Landlord and tenant – Common parts – Caretaker’s flat – Leases
Earl Cadogan & Anor v Panagopoulos & Anor [2010] EWCA Civ 1259: CA (Civ Div) (Sir Andrew Morritt (chancellor), Lords Justices Carnwath, Hughes): 11 November 2010
The appellants (C and E) appealed against a decision ([2010] EWHC 422 (Ch), (2010) 3 WLR 1125) that a caretaker’s flat formed part of the common parts of a building.
C was the freehold owner of the building. The respondent tenants (T) had served a notice upon C to acquire the freehold. However, before the terms of the acquisition had been determined by the leasehold valuation tribunal, C granted a lease of a caretaker’s flat in the basement of the property to E. T’s leases contained a legally enforceable right to the services of a caretaker, and one lessee had a specific right to require a resident caretaker living in the caretaker’s flat.
The issue to be determined was whether the caretaker’s flat was liable to acquisition under section 2(1)(b) of the Leasehold Reform, Housing and Urban Development Act 1993. That required the court to consider: (i) whether the caretaker’s flat consisted of or included "common parts" of the premises and if so; (ii) whether the acquisition of the interest was "reasonably necessary for the proper management or maintenance of those common parts" on behalf of T.
C argued that common parts were parts of the building to which the lessees had access.

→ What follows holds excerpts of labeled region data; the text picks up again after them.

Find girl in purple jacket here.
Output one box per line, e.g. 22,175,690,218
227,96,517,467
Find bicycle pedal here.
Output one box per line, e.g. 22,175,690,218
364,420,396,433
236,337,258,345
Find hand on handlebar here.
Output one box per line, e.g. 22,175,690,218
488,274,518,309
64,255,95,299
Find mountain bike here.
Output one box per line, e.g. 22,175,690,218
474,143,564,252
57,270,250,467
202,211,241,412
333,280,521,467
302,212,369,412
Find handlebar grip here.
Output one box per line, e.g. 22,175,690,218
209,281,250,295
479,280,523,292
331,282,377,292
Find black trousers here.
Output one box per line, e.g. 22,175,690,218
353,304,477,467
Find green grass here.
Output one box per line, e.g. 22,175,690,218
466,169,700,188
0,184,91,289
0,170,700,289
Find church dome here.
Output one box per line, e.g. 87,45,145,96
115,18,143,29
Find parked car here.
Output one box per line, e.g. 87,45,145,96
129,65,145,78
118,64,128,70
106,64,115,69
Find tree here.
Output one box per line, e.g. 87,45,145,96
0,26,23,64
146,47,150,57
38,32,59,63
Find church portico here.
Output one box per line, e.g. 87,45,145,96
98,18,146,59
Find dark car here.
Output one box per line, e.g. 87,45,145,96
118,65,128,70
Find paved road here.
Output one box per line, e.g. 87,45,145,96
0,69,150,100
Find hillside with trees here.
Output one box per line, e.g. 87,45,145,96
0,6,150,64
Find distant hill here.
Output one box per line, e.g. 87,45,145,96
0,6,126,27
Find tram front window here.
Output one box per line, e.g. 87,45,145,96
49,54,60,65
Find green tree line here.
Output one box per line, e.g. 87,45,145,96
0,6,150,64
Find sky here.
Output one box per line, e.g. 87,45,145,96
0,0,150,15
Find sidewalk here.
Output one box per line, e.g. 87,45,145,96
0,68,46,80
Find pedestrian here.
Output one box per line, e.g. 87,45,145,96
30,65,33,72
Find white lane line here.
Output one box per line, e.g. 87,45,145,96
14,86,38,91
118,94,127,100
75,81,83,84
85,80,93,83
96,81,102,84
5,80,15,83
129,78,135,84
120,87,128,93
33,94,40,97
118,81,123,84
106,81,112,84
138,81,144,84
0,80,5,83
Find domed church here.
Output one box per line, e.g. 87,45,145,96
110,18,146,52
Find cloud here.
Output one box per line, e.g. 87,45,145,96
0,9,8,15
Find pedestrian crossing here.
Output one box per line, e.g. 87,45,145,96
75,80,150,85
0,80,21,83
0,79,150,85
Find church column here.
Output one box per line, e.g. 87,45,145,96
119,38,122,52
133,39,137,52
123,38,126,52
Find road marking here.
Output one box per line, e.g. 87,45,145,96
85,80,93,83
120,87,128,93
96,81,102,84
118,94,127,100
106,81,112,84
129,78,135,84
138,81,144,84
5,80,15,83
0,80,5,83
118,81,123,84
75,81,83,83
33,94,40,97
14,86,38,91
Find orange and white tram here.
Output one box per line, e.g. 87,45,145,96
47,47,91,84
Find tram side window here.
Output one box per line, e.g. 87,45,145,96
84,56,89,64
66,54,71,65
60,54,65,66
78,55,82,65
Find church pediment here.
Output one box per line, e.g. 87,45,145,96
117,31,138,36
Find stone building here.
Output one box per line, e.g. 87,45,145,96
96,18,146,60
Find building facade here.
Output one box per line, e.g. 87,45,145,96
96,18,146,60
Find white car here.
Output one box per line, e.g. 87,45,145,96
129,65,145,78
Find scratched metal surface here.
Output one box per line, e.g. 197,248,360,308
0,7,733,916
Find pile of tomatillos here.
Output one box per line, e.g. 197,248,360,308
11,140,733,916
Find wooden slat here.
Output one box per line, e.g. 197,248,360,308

C also submitted that statutory acquisition of the caretaker’s flat was not necessary because terms could be negotiated to make it available, or another flat could be used for that purpose.
Held: (1) The definition of common parts in section 101(1) impliedly assumed an ordinary meaning which was extended or clarified by specific reference to firstly, the structure and exterior of a building, and secondly, any common facilities within the building. Section 4(2) suggested that garages and storage areas were common parts if they were available for shared use, but not if used in conjunction with a particular dwelling. That accorded with the ordinary meaning of the word "common", namely for shared, rather than individual, use or benefit, Marfield Properties v Secretary of State for the Environment 1996 SC 362 IH (1 Div) applied.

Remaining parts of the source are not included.